Hi Tobias,
Thanks for playing. I just think its more fun to discuss the shelves I
built my self rather than ones picked up from IKEA, although both have
their place.
There are differences. The one you present is definitely marginally faster
than the other two (on QPC2, but barely discernibly so on SMSQmulator). But
it doesnt test for zero inputs so N x 0 takes as long to calculate as N x
M. My version is the slowest of the three, except for when at least one
input is a small number (I only tested 1 x N) when it is as fast or faster.
This one by Jonathan Oakley is also interesting. He really does it the hard
way, bit by bit, with shifts and additions.

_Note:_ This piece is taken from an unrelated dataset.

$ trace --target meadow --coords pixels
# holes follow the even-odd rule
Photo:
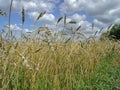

I guess the microcode versions
must be doing something like this:
Code: Select all
*
* 32-bit integer arithmetic v0.01 © Mar 1988 J.R.Oakley
QJUMP
*
* Compatible with QDOS, Minerva and SMSQ/E
*
section code
xdef usmul
*+++
* Multiply two 32-bit unsigned numbers, giving a 64-bit result
*
* Registers:
* Entry Exit
* D0 multiplier result, LSLW
* D1 multiplicand result, MSLW
*---
usmul
move.l d0,d3 ; copy multiplier
move.l d1,d4 ; and multiplicand
moveq #0,d5 ; upper LW starts as zero
moveq #0,d0 ; result is
moveq #0,d1 ; also zero
mullp
lsr.l #1,d3 ; get a bit
bcc.s noadd ; there wasn't one
add.l d4,d0 ; add to LSLW
addx.l d5,d1 ; and with carry to MSLW
noadd
tst.l d3 ; end of multiplier?
beq.s mulexit ; yes
add.l d4,d4 ; no, double...
addx.l d5,d5 ; ...the multiplicand
bra.s mullp ; next bit
mulexit
rts
*
end
Unfortunately, although the most compact it is also the slowest of the
lot, except where the multiplier is very small. It too is dependents on its
inputs. You can find the full, signed version in dev8_util_cv_muldiv_asm in
the SMSQ/E sources.
I guess theres a little fat in all these routines that could be trimmed if
desired or special circumstances permitted. Different platforms also give
different results, and the same algorithms on different CPUs could also
make a huge difference.
Reading that Multiplication article on Wikipedia, I see further
efficiencies could be achieved, but the added complexity doesnt make much
sense for the relatively small numbers we're operating with here and may
not even kick in for numbers with less than a few hundred decimal digits.
Is any of this useful? Possibly, but thats not necessarily the point. One
thing I learnt from our FUZZBUZZ excercise way back when, was that when you
think youve reached the limit of compactness or efficiency, someone always
comes up with something to blow your socks off!